Ces jeux constituent également une initiation aux probabilités, domaine dont les défis pédagogiques sont bien établis. L’utilisation de dés représente une approche accessible pour introduire le concept d’équiprobabilité. Comme le note Capaldi (2021), l’apprentissage par découverte à travers divers jeux stimule la motivation et développe le raisonnement analytique, palliant ainsi la difficulté des enseignants à créer des problèmes engageants qui illustrent concrètement les applications mathématiques.

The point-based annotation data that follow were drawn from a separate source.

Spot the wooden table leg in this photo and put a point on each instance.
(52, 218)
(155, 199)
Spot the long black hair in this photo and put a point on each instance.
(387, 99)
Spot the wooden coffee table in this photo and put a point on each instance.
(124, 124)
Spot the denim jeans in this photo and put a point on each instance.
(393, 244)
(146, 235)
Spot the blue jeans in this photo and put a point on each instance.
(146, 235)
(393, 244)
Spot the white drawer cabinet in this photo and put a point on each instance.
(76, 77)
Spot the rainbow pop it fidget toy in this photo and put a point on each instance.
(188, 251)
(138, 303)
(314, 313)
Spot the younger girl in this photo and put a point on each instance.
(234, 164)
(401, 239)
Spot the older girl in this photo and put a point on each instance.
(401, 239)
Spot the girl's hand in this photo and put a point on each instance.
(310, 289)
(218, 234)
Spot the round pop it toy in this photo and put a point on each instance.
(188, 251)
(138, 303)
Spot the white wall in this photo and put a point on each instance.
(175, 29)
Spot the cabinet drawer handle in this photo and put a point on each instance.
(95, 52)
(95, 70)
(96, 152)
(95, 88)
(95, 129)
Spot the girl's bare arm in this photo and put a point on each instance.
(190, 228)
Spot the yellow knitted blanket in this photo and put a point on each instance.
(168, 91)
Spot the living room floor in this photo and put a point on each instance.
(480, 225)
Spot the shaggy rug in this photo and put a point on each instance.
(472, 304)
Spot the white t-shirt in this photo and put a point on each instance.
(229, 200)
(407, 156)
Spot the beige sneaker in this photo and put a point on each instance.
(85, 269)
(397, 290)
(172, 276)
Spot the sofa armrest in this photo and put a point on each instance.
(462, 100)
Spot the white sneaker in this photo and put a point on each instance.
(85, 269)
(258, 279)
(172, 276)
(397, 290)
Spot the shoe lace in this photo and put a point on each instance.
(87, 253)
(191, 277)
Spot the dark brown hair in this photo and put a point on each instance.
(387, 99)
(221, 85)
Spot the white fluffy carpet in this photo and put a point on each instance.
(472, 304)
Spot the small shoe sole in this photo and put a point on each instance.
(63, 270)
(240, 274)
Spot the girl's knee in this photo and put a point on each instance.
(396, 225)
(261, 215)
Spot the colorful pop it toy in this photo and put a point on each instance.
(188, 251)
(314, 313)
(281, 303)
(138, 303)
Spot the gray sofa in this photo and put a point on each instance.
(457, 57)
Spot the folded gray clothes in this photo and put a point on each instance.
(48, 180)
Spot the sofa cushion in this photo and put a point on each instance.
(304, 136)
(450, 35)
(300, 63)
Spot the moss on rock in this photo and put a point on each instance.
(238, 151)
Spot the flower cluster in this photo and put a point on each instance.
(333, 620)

Les questions proposées après chaque jeu privilégient le développement de l’intuition plutôt que la maîtrise formelle de la théorie des probabilités.

À la fin du module, les élèves auront développé une intuition des probabilités tout en assimilant les notions essentielles sur les solides et les volumes par l’intermédiaire de jeux et par la conception de leur propre dé.

Références

1. Abdelmalak, M. M. M. 2024. Promoting selected core thinking skills using math stations rotation. Research in Mathematics Education, 1–22. https://doi.org/10.1080/14794802.2024.2344209
2. Alfieri, L., Brooks, P. J., Aldrich, N. J. & Tenenbaum, H. R. 2011. Does Discovery-Based Instruction Enhance Learning? Journal of Educational Psychology, 103 (1), 1-18. doi: 10.1037/a0021017.
3. Capaldi, Mindy. 2021. Teaching Mathematics Through Games. 1st ed. Providence: American Mathematical Society.
4. Coles, Alf. 2016. Engaging in Mathematics in the Classroom : Symbols and Experiences. London ; Routledge.
5. Cross, D. I. 2009. Creating Optimal Mathematics Learning Environments: Combining argumentation and Writing to Enhance Achievement. International Journal of Science and Mathematics Education 7: 905-930.
6. DeHaan R. L. 2009. Teaching creativity and inventive problem solving in science. CBE Life Sci Educ. Fall;8(3):172-81. doi: 10.1187/cbe.08-12-0081.